A police officer has been praised for pulling a suicidal woman from a freezing canal in Semington.
Former Royal Navy sailor Roland Jones jumped into a stretch of the Kennet and Avon Canal near the A350 and pulled the 22-year-old local woman to safety.
At 1.30am on Friday, police received a call telling them that the woman was threatening to jump off a bridge. She was rescued just 45 minutes later.
Using torches, the first officers to arrive at Semington began their search of both sides of the canal.
"I walked along the towpath towards Devizes with WPC Maria Banfield," said PC Jones. "We stopped at various points and eventually heard what we thought was a shout in the distance.
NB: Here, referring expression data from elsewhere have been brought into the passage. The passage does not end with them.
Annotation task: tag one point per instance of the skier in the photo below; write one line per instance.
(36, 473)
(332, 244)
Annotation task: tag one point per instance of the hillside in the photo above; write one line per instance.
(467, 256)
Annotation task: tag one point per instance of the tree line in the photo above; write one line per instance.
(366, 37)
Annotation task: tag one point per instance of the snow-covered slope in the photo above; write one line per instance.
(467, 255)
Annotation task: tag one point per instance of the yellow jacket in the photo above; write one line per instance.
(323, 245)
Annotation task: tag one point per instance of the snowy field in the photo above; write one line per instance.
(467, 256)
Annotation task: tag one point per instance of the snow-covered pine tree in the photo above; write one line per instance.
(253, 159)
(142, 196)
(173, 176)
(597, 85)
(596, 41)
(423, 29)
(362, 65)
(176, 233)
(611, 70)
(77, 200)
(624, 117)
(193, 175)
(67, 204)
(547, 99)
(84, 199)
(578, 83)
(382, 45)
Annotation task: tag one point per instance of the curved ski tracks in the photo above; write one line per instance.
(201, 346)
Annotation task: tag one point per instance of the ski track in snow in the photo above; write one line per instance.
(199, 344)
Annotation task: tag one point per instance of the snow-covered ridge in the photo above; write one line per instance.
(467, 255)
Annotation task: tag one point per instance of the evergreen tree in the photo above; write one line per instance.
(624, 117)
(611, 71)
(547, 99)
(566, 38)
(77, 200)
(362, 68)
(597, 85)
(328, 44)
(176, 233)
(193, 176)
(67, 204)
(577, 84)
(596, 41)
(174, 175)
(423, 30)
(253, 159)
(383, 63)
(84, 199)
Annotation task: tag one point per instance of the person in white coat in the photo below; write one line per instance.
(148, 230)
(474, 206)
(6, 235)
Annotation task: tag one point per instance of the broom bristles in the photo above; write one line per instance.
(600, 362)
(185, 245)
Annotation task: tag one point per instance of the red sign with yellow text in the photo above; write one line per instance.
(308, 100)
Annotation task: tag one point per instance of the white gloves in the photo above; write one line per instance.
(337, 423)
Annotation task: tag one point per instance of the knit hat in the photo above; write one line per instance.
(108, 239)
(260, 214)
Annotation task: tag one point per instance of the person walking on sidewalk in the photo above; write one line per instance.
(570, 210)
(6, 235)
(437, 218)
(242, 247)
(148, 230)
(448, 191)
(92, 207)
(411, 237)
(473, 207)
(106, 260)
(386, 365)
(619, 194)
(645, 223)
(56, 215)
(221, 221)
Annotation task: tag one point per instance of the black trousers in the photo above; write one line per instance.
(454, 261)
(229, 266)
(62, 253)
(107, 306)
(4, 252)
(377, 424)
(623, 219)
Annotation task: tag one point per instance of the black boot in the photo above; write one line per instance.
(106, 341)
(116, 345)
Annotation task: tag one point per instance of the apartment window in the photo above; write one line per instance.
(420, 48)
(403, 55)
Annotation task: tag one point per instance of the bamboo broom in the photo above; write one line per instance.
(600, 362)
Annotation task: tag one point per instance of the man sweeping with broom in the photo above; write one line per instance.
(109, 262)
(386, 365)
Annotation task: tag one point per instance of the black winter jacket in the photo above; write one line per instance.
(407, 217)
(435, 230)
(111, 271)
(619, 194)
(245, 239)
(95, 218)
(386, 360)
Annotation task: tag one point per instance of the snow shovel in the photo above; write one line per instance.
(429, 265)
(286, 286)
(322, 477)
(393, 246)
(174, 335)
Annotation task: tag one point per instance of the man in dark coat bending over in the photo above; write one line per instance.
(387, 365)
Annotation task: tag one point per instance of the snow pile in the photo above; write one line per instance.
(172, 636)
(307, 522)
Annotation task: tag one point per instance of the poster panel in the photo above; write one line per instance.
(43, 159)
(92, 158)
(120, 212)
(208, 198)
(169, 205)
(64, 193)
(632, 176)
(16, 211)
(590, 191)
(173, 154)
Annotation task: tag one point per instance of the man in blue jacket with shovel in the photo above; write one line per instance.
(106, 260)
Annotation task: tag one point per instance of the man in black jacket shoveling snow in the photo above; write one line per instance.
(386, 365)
We told her to keep shouting and when we were about half a mile away from the road we saw her in the water.
"She was very distressed and her head kept going under so I decided I had to go in. I took my jacket and body armour off and when I got into the water she went under again.
"I was hoping she would come up as I didn't want to search for her under the water.
I swam out and thankfully she resurfaced and made a grab for me. I parried her away and then grabbed her collar and dragged her to the side, and she was pulled out."
Officers wrapped the 22-year-old, who was suffering from hypothermia, in their jackets and carried her to the waiting ambulance. At about 2.15am, she was taken to the Royal United Hospital in Bath.
PC Jones said: "Adrenaline was flowing but I didn't want to jump in at first. The water was about six-feet deep and went above my head.
"It was lucky we turned up when we did because the woman would not have got out on her own and would not be here today."
Police officers from surrounding towns arrived to help with the rescue. Sergeant Pete Sparrow, who was on duty that evening, praised the teamwork of everybody involved.
He said: "They were excellent. The woman was absolutely exhausted and would never have survived. There was no lighting in the area and it was just luck that we found her where we did.
"We don't know how she got in the water, but her friends believed she was going to jump off a bridge.
"It is one of our key priorities to save life and limb. We worked well in partnership with the other emergency services."